Stannard Rock (Lake Superior) Lake Trout
Curtis (1990) examined the population dynamics related to the recovery of an offshore Lake Trout population near Stannard Rock, Lake Superior. As part of this study, mortality rates were estimated from the relative abundance of Lake Trout longer than 43.2 cm. Relative abundance was recorded as the catch-per-unit-effort (CPE) of each age group in each year expressed as the number of fish caught per 50,000 m of 114.3 mm mesh gillnet.

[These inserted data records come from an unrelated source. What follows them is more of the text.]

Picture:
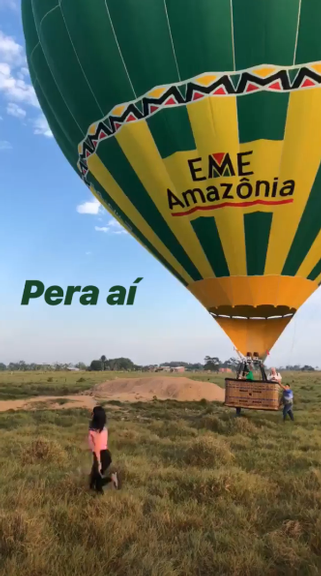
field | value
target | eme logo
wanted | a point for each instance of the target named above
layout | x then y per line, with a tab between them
220	164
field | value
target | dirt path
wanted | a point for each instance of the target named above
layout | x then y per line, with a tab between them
125	390
49	403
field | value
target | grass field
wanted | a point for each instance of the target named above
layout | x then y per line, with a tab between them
203	494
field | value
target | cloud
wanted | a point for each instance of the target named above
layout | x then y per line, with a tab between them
15	110
117	228
11	4
91	207
113	227
101	229
5	145
41	127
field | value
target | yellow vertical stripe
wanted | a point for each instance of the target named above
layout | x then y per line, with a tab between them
140	150
300	162
106	180
311	259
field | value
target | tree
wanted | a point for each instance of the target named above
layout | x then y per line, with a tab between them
96	365
81	366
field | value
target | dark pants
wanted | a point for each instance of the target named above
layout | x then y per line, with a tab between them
96	480
288	410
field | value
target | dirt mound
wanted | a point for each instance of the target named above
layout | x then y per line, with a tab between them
164	388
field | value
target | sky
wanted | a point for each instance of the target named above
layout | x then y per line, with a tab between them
53	230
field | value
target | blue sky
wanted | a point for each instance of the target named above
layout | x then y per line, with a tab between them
53	230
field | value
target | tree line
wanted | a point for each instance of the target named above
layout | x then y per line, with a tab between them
211	363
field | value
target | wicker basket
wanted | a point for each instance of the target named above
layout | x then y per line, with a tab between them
257	395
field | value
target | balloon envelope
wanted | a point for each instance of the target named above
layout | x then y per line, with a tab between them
197	124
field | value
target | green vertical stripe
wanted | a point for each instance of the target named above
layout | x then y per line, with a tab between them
117	164
99	56
264	32
315	271
257	226
172	132
307	231
202	35
309	39
262	116
207	233
143	34
68	75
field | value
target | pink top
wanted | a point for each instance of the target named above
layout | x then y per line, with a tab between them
98	441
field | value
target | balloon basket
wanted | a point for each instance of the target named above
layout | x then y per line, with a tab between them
251	394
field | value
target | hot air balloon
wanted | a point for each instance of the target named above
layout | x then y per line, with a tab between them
197	125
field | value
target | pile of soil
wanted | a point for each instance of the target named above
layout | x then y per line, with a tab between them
164	388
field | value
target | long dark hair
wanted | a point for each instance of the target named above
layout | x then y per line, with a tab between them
99	419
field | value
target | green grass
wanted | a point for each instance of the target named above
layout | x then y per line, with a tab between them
16	385
203	493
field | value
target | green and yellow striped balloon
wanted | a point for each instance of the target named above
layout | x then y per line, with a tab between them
197	124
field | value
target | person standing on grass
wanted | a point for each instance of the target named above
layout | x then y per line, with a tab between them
287	401
98	443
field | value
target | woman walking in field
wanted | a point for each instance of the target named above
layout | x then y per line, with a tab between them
98	443
287	401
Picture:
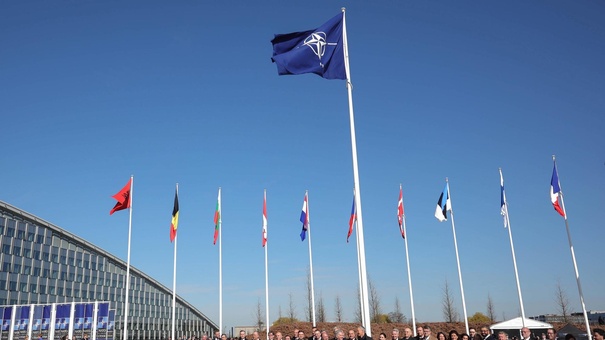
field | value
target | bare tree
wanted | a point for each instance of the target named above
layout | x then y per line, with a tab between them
562	302
338	309
258	316
309	308
396	315
491	310
450	314
321	309
375	308
291	307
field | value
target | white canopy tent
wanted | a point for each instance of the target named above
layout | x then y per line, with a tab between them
516	323
513	327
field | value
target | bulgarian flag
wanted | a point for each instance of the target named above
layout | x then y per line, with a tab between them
217	216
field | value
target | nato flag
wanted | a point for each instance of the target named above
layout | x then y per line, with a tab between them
318	51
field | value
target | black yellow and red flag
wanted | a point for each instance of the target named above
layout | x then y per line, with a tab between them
175	217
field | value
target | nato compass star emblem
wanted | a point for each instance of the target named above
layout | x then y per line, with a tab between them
317	43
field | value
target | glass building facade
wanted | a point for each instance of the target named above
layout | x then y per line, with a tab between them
41	263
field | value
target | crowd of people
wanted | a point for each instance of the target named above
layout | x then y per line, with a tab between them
422	333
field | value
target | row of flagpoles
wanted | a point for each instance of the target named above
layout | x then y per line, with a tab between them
324	51
444	205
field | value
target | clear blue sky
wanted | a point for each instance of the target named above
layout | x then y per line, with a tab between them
92	92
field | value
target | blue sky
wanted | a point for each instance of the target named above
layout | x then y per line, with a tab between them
92	92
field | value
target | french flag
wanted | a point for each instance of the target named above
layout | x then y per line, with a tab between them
304	218
555	191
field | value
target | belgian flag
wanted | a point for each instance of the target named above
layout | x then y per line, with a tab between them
175	216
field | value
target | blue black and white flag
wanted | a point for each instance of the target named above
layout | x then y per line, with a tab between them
443	205
503	204
304	218
318	51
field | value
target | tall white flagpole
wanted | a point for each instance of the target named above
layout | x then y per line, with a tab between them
573	257
128	263
361	299
407	258
310	260
512	248
457	257
361	243
220	262
266	279
174	278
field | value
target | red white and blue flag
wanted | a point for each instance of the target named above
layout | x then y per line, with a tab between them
400	212
352	219
304	218
555	191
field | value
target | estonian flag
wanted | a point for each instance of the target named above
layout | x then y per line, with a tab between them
555	191
304	218
443	205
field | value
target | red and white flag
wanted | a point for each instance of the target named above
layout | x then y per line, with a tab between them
400	212
265	219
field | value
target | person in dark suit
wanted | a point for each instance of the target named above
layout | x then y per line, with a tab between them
361	334
407	334
486	335
395	334
427	333
526	334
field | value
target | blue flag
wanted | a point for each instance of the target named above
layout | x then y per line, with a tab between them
318	51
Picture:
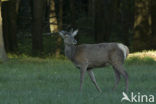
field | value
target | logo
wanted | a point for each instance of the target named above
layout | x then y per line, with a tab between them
137	97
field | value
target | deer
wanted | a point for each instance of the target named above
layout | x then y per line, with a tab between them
88	56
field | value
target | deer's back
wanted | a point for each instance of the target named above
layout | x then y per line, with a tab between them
97	55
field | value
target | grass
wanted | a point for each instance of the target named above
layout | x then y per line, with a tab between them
52	81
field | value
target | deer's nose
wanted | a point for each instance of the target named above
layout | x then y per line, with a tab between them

The results are shown in the table below. [Note: (1) the values in the table have been rounded to integers; (2) values recorded as “tr” in the original paper were recorded as “0.5” in this table; and (3) the years of capture are not contiguous (there is a break between 1959 and 1963 and again between 1969 and 1973).]
Year | VI | VII | VIII | IX | X | XI | XII | XIII | XIV |
---|---|---|---|---|---|---|---|---|---|
1959 | 64 | 219 | 241 | 121 | 33 | 9 | 1 | 0.5 | 1 |
…. | . | . | . | . | . | . | . | . | . |
1963 | 129 | 339 | 331 | 192 | 70 | 16 | 0.5 | 0.5 | 0.5 |
1964 | 149 | 524 | 515 | 201 | 63 | 18 | 2 | 0.5 | 0.5 |
1965 | 75 | 379 | 501 | 328 | 133 | 39 | 11 | 1 | 0.5 |
1966 | 149 | 488 | 459 | 172 | 64 | 22 | 5 | 0.5 | 0.5 |
1967 | 63 | 368 | 287 | 130 | 55 | 19 | 6 | 0.5 | 0.5 |
1968 | 50 | 215 | 259 | 141 | 55 | 18 | 5 | 1 | 0.5 |
1969 | 45 | 150 | 153 | 76 | 23 | 6 | 0.5 | 0.5 | 0.5 |
…. | . | . | . | . | . | . | . | . | . |
1973 | 101 | 759 | 1268 | 1116 | 491 | 141 | 40 | 4 | 0.5 |
1974 | 151 | 733 | 1114 | 1092 | 571 | 163 | 50 | 9 | 5 |
1975 | 109 | 901 | 1517 | 1606 | 1076 | 342 | 117 | 12 | 7 |
1976 | 53 | 604 | 1204 | 1560 | 1146 | 396 | 156 | 18 | 10 |
1977 | 157 | 867 | 1343 | 1410 | 1031 | 417 | 192 | 17 | 7 |
1978 | 89 | 735 | 1307 | 1623 | 1150 | 445 | 198 | 18 | 14 |
1979 | 29 | 299 | 718 | 1268 | 1195 | 585 | 300 | 36 | 14 |
Use these results to answer the following questions.
- What year-class of fish is represented by the 339 age-VII fish caught in 1963?
- Show the data frame of catches and corresponding ages for groups of fish.
- For fish captured in 1963.
- For fish of the 1963 year-class.
- The earliest year-class that is fully represented for ages IX through XII.
- The latest year-class that is fully represented for ages IX through XII.
- For each data frame created above, identify whether the data represent a cross-sectional or longitudinal catch curve?
- For the third data frame created above (earliest year class).
- Estimate, with 95% confidence interval, the instantaneous total mortality rate using the catch-curve regression method for ages IX through XII.
- Estimate, with 95% confidence interval, the annual total mortality rate using the catch-curve regression method for ages IX through XII. Carefully interpret this result.
- Repeat the previous question for last data frame created above (latest year class).
- Do you think the instantaneous mortality rates calculated for the earliest and latest year classes are statistically significantly different? Provide reasoning.